Cordials or liqueurs give by far the most delicate and pleasant flavor to jellies, creams, and many other desserts. They are rich syrups of different flavors, and contain only enough spirits to preserve them. Maraschino has the flavor of bitter cherry, curacao of orange-peel, noyau of peach-kernels or nuts. They cost about $1.50 per bottle, holding nearly a quart, and last so long a time that the expense of using them is really not greater, if as much, as for vanilla, which costs twenty-five cents for two ounces.
Kirsch, rum, and sherry are also much used in high-class cooking, and, like the liqueurs, need not be excluded from use on the score of temperance. The slight flavor they impart to cooked dishes does not suggest the drink or create a taste for liquors. Wine augments the flavor of salt, and so the latter should be used sparingly until after the flavoring is added.
Eau de Vie de Dantzic is made of brandy, is highly flavored, and contains gold-leaf. It is used for jellies, making them very ornamental. There is seldom enough gold-leaf in it, however, and more should be added. A book of gold-leaf costs less than fifty cents.
In French cooking the vanilla bean is generally used instead of the extract. The bean is split and infused in the liquid. Half of one bean is sufficient to flavor one quart, but its use is not always economical, as one bean costs twenty cents. It is said the Tonquin bean, which is much less expensive, very closely resembles the vanilla bean in flavor and can be substituted for it.

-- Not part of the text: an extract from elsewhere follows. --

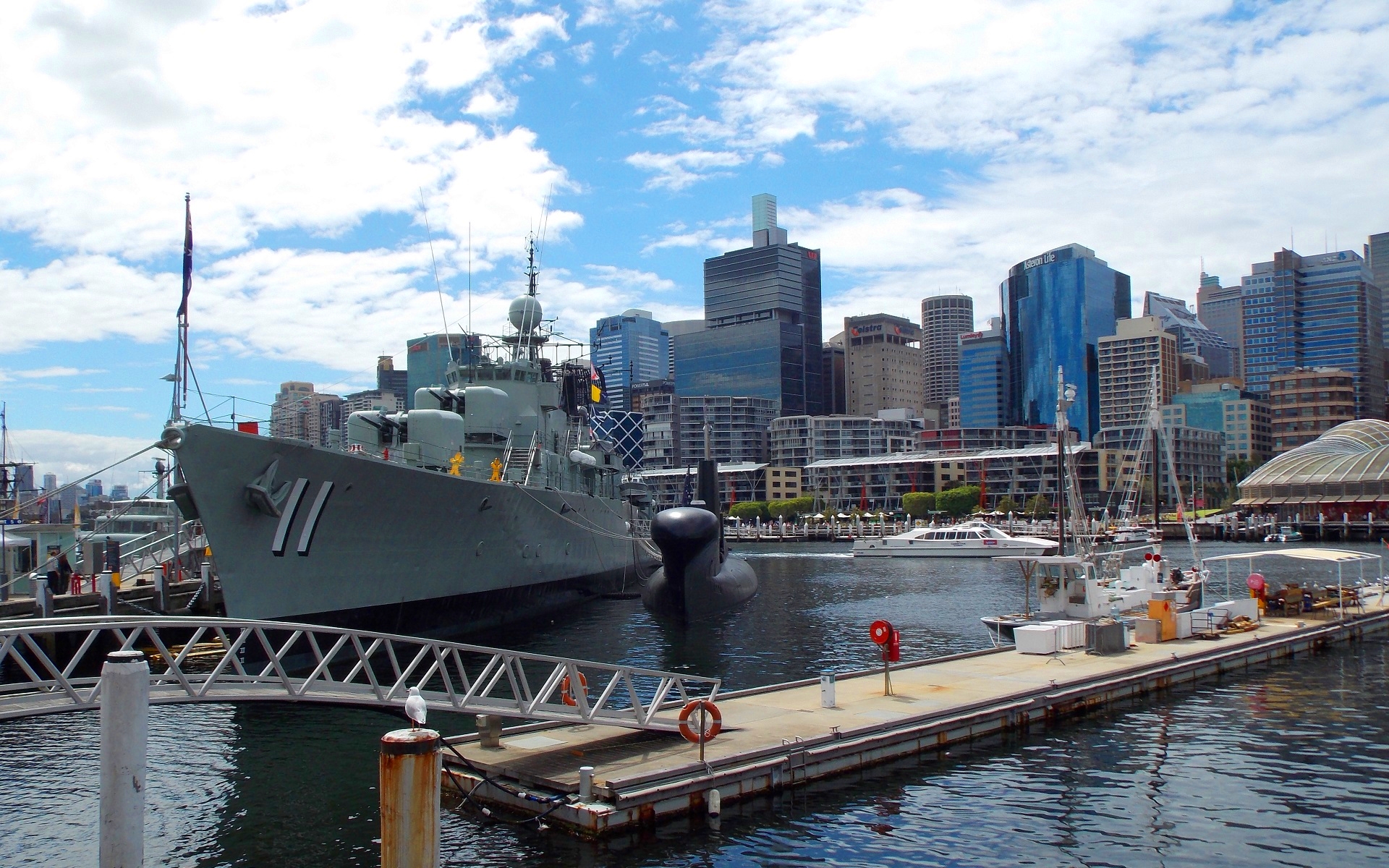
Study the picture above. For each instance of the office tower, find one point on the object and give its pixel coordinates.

Vanilla powder is used for ice-creams.
Flavoring sugars can be made as follows:
Cut one ounce of dried vanilla beans into pieces and pound them in a mortar with one half pound of granulated sugar to a fine powder. Pass it through a fine sieve. Pound again the coarse pieces that do not go through at first. Keep it in a well-corked bottle or preserve jar.

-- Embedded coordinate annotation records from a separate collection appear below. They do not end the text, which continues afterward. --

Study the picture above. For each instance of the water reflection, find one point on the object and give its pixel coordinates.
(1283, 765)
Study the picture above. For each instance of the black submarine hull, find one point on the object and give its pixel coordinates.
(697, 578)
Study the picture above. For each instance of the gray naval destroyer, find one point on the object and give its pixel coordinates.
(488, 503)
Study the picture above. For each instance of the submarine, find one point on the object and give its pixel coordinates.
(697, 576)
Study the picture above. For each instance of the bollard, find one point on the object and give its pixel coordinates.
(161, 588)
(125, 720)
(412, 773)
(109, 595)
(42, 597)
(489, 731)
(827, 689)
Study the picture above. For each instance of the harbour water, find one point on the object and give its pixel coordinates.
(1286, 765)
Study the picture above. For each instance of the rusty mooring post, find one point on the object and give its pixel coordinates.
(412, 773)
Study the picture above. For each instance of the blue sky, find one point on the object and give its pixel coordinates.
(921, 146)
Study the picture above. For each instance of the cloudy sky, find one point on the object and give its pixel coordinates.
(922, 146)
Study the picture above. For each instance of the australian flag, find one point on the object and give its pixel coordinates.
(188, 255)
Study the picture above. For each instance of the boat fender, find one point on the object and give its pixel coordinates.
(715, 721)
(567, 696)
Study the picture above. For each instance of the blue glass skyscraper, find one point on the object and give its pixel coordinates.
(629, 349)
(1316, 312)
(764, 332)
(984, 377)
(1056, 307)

Cut from six oranges the thin yellow rind, or zest, taking none of the white peel. Let it thoroughly dry, then pound it in a mortar with a cupful of granulated sugar and pass it through a fine sieve. Keep it in an air-tight jar. One tablespoonful of this sugar will flavor a quart of custard. The Mandarin orange makes a good flavor.
Another way is to rub cut loaf-sugar against the peel of an orange or lemon. As the sugar breaks the oil sacs and absorbs the zest, scrape it off, dry, and pass it through a fine sieve.
Make the same as orange sugar, using two cupfuls of dried rose leaves to one of sugar.
Orange and lemon syrups are made by pounding the thin yellow rinds with a little tepid water to a pulp, then adding it to cold syrup at 32° (see page 513), and letting it infuse for an hour or more. Strain and keep in air-tight jars.
Pistachio flavor can be obtained, when it is not convenient to use the nuts, by first flavoring with orange-flower water, then adding a very little essence of bitter almond.
A peach leaf, infused with milk when it is scalded for custard, will give the flavor of noyau.
Caramel (see page 78). This gives a very delicate and agreeable flavor to custards, cream and ices.
Preserved orange and lemon peel until clear; let it stand in the syrup several hours, then drain and dry. It will keep indefinitely in a closed jar.